Thanks for the dump. It looks like the patch didn't do anything: all attributes are assuming count, none is using instancecount.

Two possibilities:

  1. our patch is buggy, and glGetVertexAttribiv(..., GL_VERTEX_ATTRIB_ARRAY_DIVISOR) is never being called
  2. our patch is right, and Mesa's glGetVertexAttribiv(..., GL_VERTEX_ATTRIB_ARRAY_DIVISOR) is giving bogus results.

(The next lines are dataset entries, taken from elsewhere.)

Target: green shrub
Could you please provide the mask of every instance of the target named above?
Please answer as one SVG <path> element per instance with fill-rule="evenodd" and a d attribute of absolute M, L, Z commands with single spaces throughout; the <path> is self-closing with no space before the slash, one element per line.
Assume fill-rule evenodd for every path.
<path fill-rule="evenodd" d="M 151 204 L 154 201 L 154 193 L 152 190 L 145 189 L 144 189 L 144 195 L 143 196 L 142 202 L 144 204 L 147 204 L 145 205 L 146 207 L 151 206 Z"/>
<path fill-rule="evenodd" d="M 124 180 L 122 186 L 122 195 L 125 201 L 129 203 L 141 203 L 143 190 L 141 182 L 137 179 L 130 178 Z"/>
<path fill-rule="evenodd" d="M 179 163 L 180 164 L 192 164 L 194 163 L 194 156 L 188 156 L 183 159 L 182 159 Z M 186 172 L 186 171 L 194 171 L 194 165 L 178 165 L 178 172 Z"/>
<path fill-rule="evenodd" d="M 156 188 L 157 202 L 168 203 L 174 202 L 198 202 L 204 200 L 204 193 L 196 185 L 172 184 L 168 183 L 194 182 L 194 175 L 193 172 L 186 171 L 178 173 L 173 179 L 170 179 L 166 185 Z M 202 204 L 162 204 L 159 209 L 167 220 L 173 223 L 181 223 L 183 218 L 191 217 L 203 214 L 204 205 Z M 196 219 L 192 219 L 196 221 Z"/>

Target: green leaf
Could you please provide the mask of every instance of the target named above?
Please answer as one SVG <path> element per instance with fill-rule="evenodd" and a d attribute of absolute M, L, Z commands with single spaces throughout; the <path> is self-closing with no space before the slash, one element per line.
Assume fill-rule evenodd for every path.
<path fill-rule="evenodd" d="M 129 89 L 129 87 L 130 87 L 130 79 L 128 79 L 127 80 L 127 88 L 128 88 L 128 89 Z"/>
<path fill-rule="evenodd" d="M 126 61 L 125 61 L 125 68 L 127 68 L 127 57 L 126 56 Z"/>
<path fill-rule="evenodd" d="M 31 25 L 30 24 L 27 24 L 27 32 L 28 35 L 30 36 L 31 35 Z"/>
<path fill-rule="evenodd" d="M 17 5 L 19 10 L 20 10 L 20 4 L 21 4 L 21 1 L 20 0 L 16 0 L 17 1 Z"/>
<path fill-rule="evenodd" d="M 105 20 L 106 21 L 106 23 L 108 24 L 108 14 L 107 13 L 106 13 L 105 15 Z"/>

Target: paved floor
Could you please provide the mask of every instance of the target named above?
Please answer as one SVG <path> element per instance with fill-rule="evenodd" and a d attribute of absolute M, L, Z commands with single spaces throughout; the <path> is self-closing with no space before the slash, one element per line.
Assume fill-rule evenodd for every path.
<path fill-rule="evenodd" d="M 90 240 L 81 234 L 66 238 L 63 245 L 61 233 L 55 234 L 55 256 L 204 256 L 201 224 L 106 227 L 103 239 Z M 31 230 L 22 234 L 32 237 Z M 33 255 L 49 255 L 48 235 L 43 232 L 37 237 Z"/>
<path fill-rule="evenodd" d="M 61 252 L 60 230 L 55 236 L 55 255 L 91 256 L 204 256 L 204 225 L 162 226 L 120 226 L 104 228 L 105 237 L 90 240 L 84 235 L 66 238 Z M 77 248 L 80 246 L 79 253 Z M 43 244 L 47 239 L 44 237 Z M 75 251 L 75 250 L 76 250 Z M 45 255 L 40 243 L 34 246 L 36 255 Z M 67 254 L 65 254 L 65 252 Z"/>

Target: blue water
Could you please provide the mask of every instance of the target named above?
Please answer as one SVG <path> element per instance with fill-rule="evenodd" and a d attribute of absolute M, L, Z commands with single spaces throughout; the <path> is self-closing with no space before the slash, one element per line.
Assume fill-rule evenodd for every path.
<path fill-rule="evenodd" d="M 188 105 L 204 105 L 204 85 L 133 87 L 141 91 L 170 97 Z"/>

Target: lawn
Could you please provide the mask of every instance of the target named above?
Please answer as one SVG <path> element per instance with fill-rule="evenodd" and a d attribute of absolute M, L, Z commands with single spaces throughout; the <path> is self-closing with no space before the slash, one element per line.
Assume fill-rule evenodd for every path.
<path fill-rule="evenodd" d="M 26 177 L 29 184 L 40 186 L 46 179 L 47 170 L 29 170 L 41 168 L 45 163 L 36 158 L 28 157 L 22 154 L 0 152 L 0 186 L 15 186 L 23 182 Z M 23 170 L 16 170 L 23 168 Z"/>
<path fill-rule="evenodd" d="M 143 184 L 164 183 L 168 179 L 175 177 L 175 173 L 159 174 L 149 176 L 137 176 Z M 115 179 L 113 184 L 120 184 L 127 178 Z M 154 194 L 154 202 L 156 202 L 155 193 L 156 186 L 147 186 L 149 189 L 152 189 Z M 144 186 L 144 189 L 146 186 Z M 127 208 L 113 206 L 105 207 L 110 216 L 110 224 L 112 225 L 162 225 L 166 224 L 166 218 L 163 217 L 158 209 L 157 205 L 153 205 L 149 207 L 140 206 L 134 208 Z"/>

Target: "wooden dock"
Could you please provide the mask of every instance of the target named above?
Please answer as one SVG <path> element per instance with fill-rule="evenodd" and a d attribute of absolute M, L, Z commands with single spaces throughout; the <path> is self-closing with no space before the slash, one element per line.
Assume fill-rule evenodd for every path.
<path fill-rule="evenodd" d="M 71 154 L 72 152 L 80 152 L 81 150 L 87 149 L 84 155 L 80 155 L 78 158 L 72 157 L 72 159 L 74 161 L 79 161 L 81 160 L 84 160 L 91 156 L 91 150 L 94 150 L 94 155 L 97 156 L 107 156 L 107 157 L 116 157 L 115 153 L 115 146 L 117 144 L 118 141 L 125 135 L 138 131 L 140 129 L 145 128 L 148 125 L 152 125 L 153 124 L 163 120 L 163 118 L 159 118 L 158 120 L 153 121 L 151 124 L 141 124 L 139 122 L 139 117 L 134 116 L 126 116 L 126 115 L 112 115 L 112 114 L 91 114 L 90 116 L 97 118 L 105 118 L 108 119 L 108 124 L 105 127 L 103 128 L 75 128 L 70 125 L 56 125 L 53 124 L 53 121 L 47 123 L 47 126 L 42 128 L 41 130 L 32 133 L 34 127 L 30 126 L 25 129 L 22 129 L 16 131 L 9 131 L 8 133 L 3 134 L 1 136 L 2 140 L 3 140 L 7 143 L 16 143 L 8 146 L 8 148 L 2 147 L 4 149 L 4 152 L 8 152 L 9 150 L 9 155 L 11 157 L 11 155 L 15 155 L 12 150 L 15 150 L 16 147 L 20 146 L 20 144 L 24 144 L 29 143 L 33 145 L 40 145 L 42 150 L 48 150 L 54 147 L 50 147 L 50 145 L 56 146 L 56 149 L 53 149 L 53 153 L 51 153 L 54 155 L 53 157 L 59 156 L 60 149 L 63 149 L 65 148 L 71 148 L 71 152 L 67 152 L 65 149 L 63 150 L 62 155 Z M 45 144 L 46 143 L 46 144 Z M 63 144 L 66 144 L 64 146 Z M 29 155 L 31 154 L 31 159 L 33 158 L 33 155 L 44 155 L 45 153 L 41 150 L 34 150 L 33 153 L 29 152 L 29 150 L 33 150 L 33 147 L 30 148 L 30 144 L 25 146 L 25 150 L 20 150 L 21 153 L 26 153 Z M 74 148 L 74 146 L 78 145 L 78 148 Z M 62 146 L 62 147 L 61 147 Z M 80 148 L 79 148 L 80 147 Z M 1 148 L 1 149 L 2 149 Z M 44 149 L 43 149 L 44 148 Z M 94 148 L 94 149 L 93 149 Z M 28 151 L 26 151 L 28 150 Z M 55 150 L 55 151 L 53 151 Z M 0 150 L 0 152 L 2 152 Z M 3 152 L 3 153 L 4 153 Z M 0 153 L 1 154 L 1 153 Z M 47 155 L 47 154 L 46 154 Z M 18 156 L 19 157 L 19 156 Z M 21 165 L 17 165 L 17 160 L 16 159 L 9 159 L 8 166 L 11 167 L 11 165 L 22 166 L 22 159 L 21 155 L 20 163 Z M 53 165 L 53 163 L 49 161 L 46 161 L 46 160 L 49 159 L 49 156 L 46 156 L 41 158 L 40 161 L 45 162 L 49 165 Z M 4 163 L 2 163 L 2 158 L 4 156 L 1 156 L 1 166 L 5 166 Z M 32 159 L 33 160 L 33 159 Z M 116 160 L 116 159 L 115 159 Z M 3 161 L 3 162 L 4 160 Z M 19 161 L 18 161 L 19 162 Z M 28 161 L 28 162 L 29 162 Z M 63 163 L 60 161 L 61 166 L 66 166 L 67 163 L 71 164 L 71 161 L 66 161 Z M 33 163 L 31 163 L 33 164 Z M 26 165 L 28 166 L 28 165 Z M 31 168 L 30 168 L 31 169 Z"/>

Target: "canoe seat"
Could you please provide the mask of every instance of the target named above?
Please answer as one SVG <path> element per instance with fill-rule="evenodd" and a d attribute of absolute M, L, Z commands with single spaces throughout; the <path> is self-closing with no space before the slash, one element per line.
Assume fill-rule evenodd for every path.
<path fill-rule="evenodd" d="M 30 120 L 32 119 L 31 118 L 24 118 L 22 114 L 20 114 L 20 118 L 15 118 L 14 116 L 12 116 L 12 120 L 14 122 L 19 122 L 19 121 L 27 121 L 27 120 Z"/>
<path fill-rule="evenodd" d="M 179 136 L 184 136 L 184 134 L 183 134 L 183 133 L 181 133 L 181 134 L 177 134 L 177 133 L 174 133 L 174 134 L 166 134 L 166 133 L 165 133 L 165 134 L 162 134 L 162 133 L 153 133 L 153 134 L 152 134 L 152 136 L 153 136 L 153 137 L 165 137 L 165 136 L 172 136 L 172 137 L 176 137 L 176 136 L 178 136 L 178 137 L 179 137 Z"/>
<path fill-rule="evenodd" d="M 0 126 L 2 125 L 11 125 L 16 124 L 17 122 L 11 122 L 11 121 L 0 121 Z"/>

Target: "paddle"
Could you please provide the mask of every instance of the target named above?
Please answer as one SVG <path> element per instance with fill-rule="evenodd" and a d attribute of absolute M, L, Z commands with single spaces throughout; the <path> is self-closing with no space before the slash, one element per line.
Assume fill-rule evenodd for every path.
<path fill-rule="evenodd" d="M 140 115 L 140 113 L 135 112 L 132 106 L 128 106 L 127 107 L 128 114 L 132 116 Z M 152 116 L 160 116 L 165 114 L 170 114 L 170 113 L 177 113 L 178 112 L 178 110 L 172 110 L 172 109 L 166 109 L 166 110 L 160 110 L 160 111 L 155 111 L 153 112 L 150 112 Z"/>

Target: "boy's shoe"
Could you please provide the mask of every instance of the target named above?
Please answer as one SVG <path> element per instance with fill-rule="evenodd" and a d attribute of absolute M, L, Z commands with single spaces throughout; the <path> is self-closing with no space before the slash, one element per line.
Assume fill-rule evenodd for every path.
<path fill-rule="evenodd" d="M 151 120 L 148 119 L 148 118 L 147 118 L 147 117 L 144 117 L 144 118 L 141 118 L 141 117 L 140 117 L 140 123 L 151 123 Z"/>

A carefully added os::log statement, added right after glGetVertexAttribiv(GL_VERTEX_ATTRIB_ARRAY_DIVISOR) should tell which is happening.

Looking again to the dump, there are no fake glVertexAttribDivisor calls emitted, so is as if the was no change at all..!

You're sure you're using the patched glxtrace.so?

Pretty sure? I'll double check. There's a lot of prefixes on my test machine here.

Too many prefixes, apparently. It works great with this branch.

@jrfonseca I put up a MR in case you missed it.